Entrambe le istituzioni, la segregazione e il velo, sono molto antiche e si possono mettere in relazione con i tabù dei popoli primitivi, ma è superfluo ricercarne le cause mistiche. La gelosia dell'uomo, che esiste in tutti i gradi della civiltà, è un motivo più che sufficiente a spiegare i due metodi, che si integrano a vicenda per rendere la donna invisibile. Nell'Islam essi non rappresentano una particolarità della poligamia e valgono anche per i matrimoni monogami, ma è chiaro che in regime di poligamia il problema di sorvegliare le donne diventa più difficile e richiede dagli uomini misure più drastiche. Benché la segregazione in casa e il velo fuori di casa siano diventati dei precetti religiosi attraverso il Corano, in realtà non hanno carattere religioso e non hanno nulla a che vedere con l'idea fondamentale dell'Islam o con il culto. In apparenza sono mezzi per proteggere la donna dagli sguardi impudichi, in realtà proteggono la fedeltà coniugale, ossia la proprietà sessuale dell'uomo.
Probabilmente, le due istituzioni esistevano già prima di Maometto, sia in Arabia che in tutto l'Oriente, ma i nei paesi più progrediti erano già state abolite o sostanzialmente mitigate. Fu l'Islam che le fece tornare d'attualità e ne introdusse l'usanza anche in paesi dove non erano mai esistite. L'Islam è quindi responsabile di questo crudele e degradante pregiudizio alla libertà personale della donna, che così viene isolata dal mondo esteriore, segregata e occultata come una lebbrosa: non soltanto non deve far vedere il viso, il collo e le braccia, ma è costretta a comportarsi come una sordomuta e, anche in casa, può parlare soltanto con i parenti più stretti e con le schiave.

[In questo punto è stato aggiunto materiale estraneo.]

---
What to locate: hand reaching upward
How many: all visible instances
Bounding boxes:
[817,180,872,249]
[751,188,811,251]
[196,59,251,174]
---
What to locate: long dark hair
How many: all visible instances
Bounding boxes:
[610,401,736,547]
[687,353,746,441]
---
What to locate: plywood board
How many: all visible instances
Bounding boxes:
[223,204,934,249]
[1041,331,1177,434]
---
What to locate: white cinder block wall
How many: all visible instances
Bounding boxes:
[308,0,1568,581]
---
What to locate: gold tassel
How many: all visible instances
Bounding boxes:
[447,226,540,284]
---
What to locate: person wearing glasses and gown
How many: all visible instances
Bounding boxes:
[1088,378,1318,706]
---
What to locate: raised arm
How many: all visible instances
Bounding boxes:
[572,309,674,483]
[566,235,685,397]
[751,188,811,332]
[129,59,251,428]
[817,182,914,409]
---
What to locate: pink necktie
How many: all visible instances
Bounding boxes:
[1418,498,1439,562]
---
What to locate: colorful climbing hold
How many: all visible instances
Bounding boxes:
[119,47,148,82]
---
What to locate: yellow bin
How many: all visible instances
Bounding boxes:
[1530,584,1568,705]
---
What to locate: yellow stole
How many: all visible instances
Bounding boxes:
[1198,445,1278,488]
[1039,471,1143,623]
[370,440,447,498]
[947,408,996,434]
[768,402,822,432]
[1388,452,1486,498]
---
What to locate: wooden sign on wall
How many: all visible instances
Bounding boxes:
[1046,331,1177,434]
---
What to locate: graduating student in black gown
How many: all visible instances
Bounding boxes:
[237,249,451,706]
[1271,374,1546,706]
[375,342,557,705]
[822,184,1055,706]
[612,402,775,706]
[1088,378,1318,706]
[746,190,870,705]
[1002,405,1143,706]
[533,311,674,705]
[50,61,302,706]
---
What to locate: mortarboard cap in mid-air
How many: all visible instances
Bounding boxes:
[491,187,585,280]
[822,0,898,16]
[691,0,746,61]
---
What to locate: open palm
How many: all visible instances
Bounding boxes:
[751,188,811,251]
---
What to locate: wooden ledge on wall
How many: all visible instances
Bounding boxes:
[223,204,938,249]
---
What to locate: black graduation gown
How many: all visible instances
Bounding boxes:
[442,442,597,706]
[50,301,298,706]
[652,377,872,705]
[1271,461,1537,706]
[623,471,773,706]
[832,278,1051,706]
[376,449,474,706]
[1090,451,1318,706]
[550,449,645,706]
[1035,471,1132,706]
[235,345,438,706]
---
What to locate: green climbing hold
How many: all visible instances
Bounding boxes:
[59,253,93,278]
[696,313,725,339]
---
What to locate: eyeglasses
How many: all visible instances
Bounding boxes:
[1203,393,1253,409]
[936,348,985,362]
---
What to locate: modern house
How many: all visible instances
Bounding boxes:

Per imporre un simile regime di vita a donne che spesso erano ancora quasi bambine, era necessaria una sorveglianza severissima. Si potrebbe pensare che la persona più indicata a questo compito fosse una donna anziana ed esperta, ma l'Islam era di opinione diversa: le donne di fronte alle loro simili non hanno autorità sufficiente e, anche se la posseggono, non ci si può fidare di loro. Le donne sono tutte uguali, amano l'intrigo, il raggiro e la cospirazione. Per sorvegliare le donne occorrono degli uomini, ma naturalmente che non rappresentino un pericolo per le donne, e quindi degli eunuchi.
Ci siamo abituati a considerare questi tutori della virtù dal lato comico, come ci vengono mostrati sulla scena, per esempio nel Ratto del serraglio di Mozart: dei pancioni burberi, maligni, ma in fondo innocui, che finiscono sempre per essere presi in giro dalle donne. Ma la realtà era ben diversa: gli eunuchi erano per lo più brutali e odiosi, e riunivano in sé tutte le cattive qualità di uno spione e di uno sbirro. E anche se non erano tutti così repellenti, l'istituzione resta egualmente una delle più ripugnanti che siano mai state inventate. I guardiani delle prigioni matrimoniali non si erano votati volontariamente al celibato (come i sacerdoti eunuchi dell'antico Oriente), ma erano stati evirati perché non potessero fare ciò che diversamente avrebbero fatto volentieri. Potevano svolgere il loro compito soltanto perché inabili all'adulterio; fisicamente gli eunuchi degli harem erano degli esseri asessuali, ma psichicamente appartenevano alla sfera sessuale che li circondava. Non erano degli asceti, ma uomini evirati, dei minorati sessuali.
A onore di Maometto bisogna dire che egli non ha né inventato né favorito questa istituzione. Nel Corano non se ne parla, e anche le altre fonti dei primi tempi dell'Islam non ne accennano affatto. Questa istituzione compare per la prima volta alla Corte dei califfi di Damasco e di Bagdad, e si mantenne in seguito in tutto il mondo islamico per oltre mille anni, e ancor oggi se ne trovano tracce in alcuni paesi dell'Oriente.